Eine erstaunliche Anzahl von Einträgen in Lovecrafts Notizbuch befasst sich mit dem Schrecken, die auf den Seiten eines Buches verborgen liegen. Es ist nicht so sehr das geheime und arkane Wissen, das hier vielleicht verschlüsselt liegen mag, das das Grauen darstellt, sondern bereits der schiere Akt des Lesens, der einen unvorsichtigen Leser in Welten entführen kann, die fremd und unbekannt sind. Etwas, das eigentlich einem jedem Leser irgendwie bekannt vorkommen sollte. Hatte Lovecraft bei der fast paranoiden Xeno- und Neophobie, die ihn zeit Lebens plagte, etwa auch Angst vor den Neuen und Fremden Ideen, denen man auf den Seiten eines Buches begegnen kann? Um wie viel ironischer müsste dies dann aus heutiger Sicht erscheinen, die Lovecraft selbst vor allem als Schöpfer eines der erfolgreichsten Neo-Mythen der letzten Jahrhunderte kennt!

Seltsames Buch des Grauens wird in alter Bibliothek entdeckt. Abschnitte von entsetzlicher Bedeutung werden abgeschrieben. Später unmöglich, Buch zu finden und Text zu verifizieren. Vielleicht entdeckt man einen Körper oder ein Bild oder ein Zaubermittel unter dem Boden, in einem Geheimfach oder sonstwo. Einfall, daß das Buch lediglich eine hypnotische Täuschung war, herbeigeführt durch totes Gehirn oder uralten Zauber.
Verlust der Erinnerung und Eintritt in eine bewölkte Welt seltsamer Anblicke und Erlebnisse nach einem Schock, Unfall, der Lektüre eines merkwürdigen Buches, der Teilnahme an einer merkwürdigen Zeremonie, dem Trinken eines seltsamen Gebräus usw. Das Gesehene wirkt auf vage und beunruhigende Weise vertraut. Auftauchen. Unfähigkeit, den Weg zurück zu verfolgen.
Vision, die sich durch ein übles Buch auftut.


Natürlich kann die Lektüre eines Buches etwas Schreckliches sein. Sie kann verzaubern, verstören, schockieren, wie Lovecraft es nennt, und im besten Fall ernüchtern. Dann nämlich, wenn das Wissen, das der Leser aufnimmt, die Illusionen und Selbsttäuschungen zunichte macht, denen man sich wohlig hingegeben hat. Nur der Autor oder Übersetzer weiß, wie er sich schützen kann – der Leser jedoch fällt der zerstörerischen Wirkung der Lektüre zum Opfer und wird verwandelt.
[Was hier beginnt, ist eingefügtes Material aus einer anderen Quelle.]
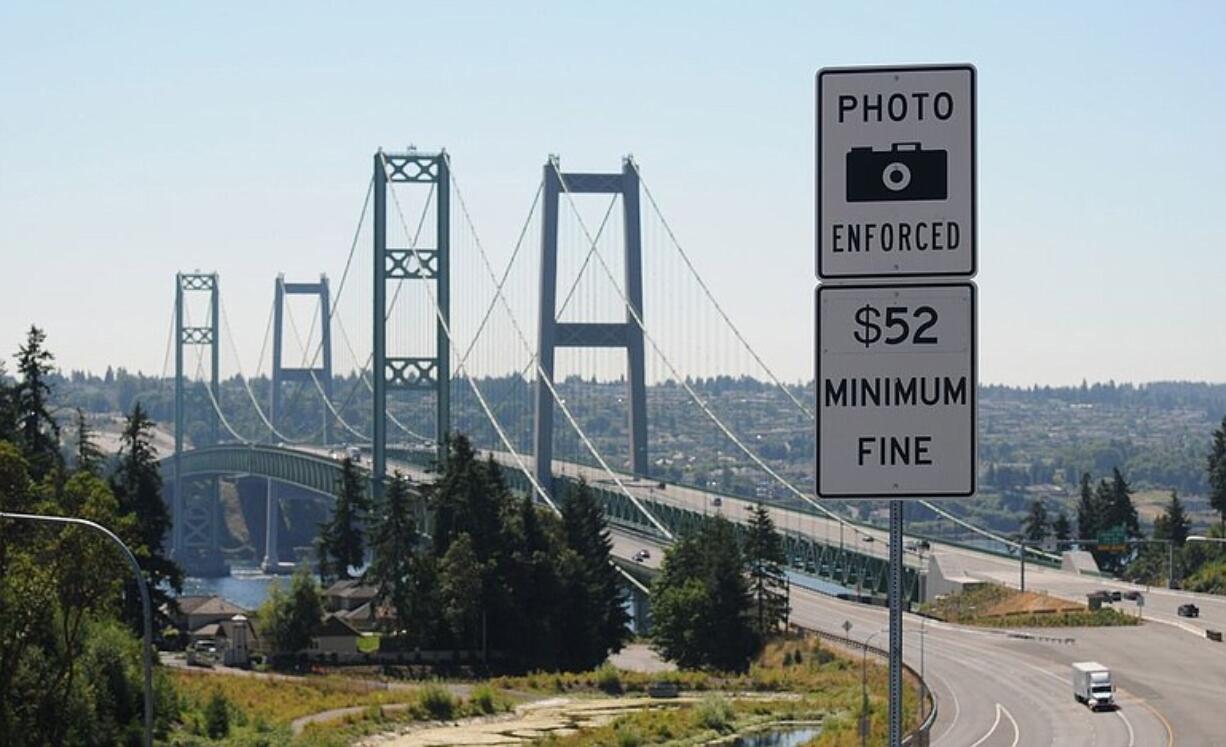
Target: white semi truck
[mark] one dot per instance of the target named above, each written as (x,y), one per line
(1092,686)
Und wie schrecklich: Dieses Wissen kann nicht mehr genommen werden, es sei denn durch einen bewussten Akt der Verleugnung, die in diesem Fall gleichbedeutend mit einer milden Form des Wahnsinnes wäre. Unfähigkeit, den Weg zurück zu verfolgen. Der Autor als semiotischer Horrorist und Hexenmeister, der mit Bewusstseinen und Seelen sein satanisches Glasperlenspiel abzieht. 23 Skiddo!
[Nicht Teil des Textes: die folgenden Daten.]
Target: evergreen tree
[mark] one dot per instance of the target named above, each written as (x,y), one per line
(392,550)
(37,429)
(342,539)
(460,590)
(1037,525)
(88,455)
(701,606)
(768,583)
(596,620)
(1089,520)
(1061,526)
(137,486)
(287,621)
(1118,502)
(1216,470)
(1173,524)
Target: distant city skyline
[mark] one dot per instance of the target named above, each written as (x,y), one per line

Mancher Leser mag in diesem Fall in der wenig beneidenswerten Situation jenes Mannes wieder finden, der lieber in der Matrix geblieben wäre und bewusst versucht, die Illusion wieder zur Realität zu erklären, auch wenn dazu Verrat und Mord notwendig sind. Und das ist vielleicht der größte Schrecken von allen, die Logophobie, die panische Angst vor dem Wort und der damit verbundenen Erkenntnis. Natürlich, manche Menschen werden schon wahnsinnig, wenn sie begreifen, dass es schon wieder Montagmorgen ist und die nächste Arbeitswoche direkt vor ihnen liegt. Der tentakelbewehrte Horror, der in diesem Moment aus den Seiten eines wurmstichigen Folianten sickert, kann sich kaum damit vergleichen.